We sat around a table, with 4 other contributors, Real and Sterling both youth workers, Monifa and my next door neighbour Sohail. We had an open discussion about what happened yesterday, what we thought, who we blamed and what there is to do about it. The discussion could have gone on for hours.
After the show, I continued to talk to Darrell because he made me very intrigued. Darrell partially explained how no one would ever listen to someone like him – ex convict, ex drug dealer and no good do-er. Darrell is now a consultant, a voice of youth and gang culture and often contributes to the BBC or other agencies. What changed you? I asked. My body just couldn’t cope with it anymore, he said. I was sent to prison at 29 and things like that change you. You think to yourself, what have you got? Nothing. Where are you going with this? Nowhere.
Darrell is now a 38 year old man and I can see the gentleness behind all the yell. Its the loud, opinionated, slightly aggressive thing that can scare or be misinterpreted. He got me to see beyond the guy in the hoodie (he wasn’t wearing one, but he might as well be). He pointed out how blind I was to what is going on in our society, not by bashing me but by pointing out to me that all this riot has always been there, just swept under the rug and now its come to the surface – we are shell shocked but its always been there. The harsh brash reality has finally hit us all.
I refused to be belittled for not knowing what actually goes on in estates, frankly, I just didn’t and don’t want to know. I grew up in them and I am entirely happy to have gotten out and he wasn’t going to make me feel guilty for my new middle class and blind realisation of estate culture – the one raging to be heard. But he made me realise something, that I didn’t care and now its biting me in the face.
Its people like you who they will listen to, people like you, not people like me. Help the kids, get the youth centres up again. Tell the government, your local MP to help the young people.
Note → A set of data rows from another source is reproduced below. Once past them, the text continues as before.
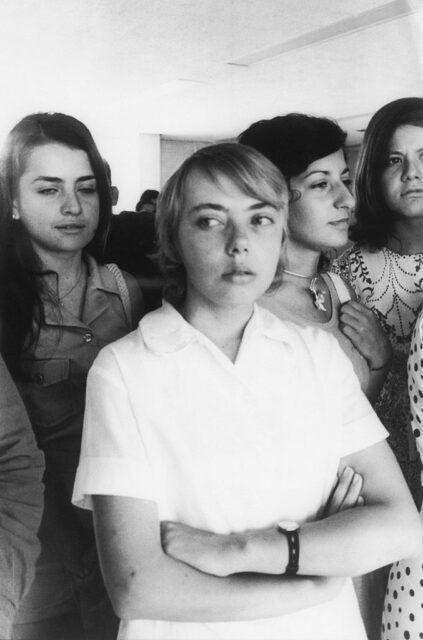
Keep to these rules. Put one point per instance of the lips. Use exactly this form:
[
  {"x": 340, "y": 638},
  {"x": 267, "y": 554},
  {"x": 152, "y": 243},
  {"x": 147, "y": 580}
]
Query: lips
[
  {"x": 412, "y": 193},
  {"x": 341, "y": 221},
  {"x": 239, "y": 271},
  {"x": 70, "y": 226}
]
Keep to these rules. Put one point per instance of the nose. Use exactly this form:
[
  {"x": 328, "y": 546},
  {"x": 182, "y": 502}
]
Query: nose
[
  {"x": 411, "y": 170},
  {"x": 71, "y": 204},
  {"x": 238, "y": 241},
  {"x": 344, "y": 198}
]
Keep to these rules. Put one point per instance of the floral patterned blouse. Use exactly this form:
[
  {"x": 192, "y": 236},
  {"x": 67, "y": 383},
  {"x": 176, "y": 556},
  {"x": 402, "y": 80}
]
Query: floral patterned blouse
[{"x": 391, "y": 285}]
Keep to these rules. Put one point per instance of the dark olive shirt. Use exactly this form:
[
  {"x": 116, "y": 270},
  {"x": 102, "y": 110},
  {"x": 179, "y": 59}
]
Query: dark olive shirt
[{"x": 21, "y": 500}]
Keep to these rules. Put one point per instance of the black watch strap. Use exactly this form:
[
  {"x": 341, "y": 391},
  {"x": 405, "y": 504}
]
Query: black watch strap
[{"x": 293, "y": 540}]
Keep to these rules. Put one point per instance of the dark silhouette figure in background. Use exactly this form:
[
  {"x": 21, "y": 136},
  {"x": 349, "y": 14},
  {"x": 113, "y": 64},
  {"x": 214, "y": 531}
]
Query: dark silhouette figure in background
[
  {"x": 131, "y": 244},
  {"x": 147, "y": 202}
]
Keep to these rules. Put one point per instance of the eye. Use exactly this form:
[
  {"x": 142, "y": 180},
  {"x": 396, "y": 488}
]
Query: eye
[
  {"x": 323, "y": 184},
  {"x": 207, "y": 222},
  {"x": 47, "y": 191},
  {"x": 88, "y": 190},
  {"x": 262, "y": 220}
]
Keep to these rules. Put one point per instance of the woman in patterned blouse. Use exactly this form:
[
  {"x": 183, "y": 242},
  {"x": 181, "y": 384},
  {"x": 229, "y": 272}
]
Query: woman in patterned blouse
[{"x": 385, "y": 265}]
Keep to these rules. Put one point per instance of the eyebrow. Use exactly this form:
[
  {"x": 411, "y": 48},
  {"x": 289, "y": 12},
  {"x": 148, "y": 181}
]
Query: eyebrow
[
  {"x": 217, "y": 207},
  {"x": 401, "y": 153},
  {"x": 54, "y": 179}
]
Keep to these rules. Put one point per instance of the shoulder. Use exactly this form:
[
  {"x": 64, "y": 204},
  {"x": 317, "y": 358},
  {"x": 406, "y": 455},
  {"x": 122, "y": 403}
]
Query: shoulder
[
  {"x": 128, "y": 289},
  {"x": 310, "y": 340}
]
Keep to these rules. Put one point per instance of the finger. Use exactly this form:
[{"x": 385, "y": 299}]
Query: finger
[
  {"x": 353, "y": 493},
  {"x": 341, "y": 490},
  {"x": 356, "y": 307}
]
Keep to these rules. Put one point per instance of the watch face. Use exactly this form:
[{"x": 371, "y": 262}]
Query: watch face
[{"x": 288, "y": 525}]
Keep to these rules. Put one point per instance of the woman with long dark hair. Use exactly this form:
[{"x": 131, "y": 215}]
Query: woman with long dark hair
[{"x": 60, "y": 307}]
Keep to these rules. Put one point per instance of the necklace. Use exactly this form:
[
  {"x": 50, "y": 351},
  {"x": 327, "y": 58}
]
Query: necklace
[
  {"x": 78, "y": 280},
  {"x": 299, "y": 275},
  {"x": 317, "y": 294}
]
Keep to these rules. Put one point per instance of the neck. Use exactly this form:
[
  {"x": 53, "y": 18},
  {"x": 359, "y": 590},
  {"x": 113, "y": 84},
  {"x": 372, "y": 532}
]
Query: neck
[
  {"x": 407, "y": 237},
  {"x": 301, "y": 260},
  {"x": 224, "y": 326},
  {"x": 66, "y": 266}
]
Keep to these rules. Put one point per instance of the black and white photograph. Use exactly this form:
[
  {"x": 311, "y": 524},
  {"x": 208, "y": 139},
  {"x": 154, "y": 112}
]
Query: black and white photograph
[{"x": 211, "y": 320}]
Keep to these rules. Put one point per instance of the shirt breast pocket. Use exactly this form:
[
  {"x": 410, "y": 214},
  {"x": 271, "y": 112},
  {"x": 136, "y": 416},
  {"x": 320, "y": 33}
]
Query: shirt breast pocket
[{"x": 48, "y": 392}]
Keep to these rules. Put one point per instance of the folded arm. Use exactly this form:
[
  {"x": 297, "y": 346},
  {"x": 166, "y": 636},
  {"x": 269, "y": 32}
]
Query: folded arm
[
  {"x": 383, "y": 528},
  {"x": 144, "y": 582}
]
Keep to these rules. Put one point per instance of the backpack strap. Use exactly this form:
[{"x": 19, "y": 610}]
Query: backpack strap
[
  {"x": 341, "y": 288},
  {"x": 123, "y": 290}
]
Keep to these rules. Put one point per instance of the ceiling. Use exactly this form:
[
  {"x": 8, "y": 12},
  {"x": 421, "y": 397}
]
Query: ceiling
[{"x": 206, "y": 69}]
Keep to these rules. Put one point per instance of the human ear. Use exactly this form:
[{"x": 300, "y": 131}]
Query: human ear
[{"x": 15, "y": 211}]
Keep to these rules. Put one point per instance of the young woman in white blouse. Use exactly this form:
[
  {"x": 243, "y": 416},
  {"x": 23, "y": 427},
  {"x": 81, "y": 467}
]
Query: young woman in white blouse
[{"x": 198, "y": 417}]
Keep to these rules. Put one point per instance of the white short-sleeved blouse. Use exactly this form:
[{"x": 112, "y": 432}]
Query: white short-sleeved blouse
[{"x": 226, "y": 446}]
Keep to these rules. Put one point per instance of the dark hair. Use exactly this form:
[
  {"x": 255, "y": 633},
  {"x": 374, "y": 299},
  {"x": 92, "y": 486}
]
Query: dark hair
[
  {"x": 249, "y": 170},
  {"x": 21, "y": 305},
  {"x": 375, "y": 223},
  {"x": 292, "y": 142},
  {"x": 149, "y": 196}
]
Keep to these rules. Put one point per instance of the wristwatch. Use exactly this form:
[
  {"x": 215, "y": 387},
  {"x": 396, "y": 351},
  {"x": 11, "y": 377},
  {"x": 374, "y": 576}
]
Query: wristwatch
[{"x": 291, "y": 530}]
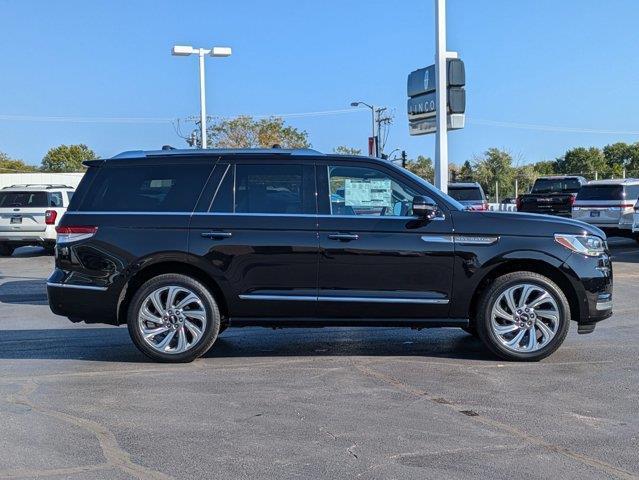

Well, yeah, thats a letter to parliament. Thats easy. As an average tax payer, its not as easy as that is it? But what would they do anyway? This stems in so many directions and layers are embedded. We live in an interweb of generations and generations of a class system, prejudice, drugs, alcohol, lack of education, government cuts and the list goes on and on. Writing a letter is a simple start that anyone can do to contribute in numbers but doesn’t it just start from the beginning? From birth? Is it too late?
Sterling
Sterling, also a loud, opinionated and angry youth worker is from a maturer generation. He used the metaphor of Lord Of The Flies. If you let children loose, they become savages in any society and in any era of time. Something has to change.
There is a huge problem and these last few days have totally changed the city, the country and probably the world. What can we do but throw our hands, sigh with a huge weight on our shoulders and not knowing where to start? We are altogether now, united but are we going to forget? Sweep it under the rug again with our broom?
First we should listen. This is what we all agreed.
Monik & Real
Thank you to Robyn Bresnahan and Mark at BBC World News and for Sterling, Real, Monik and Darrell for turning my blind into such an insight.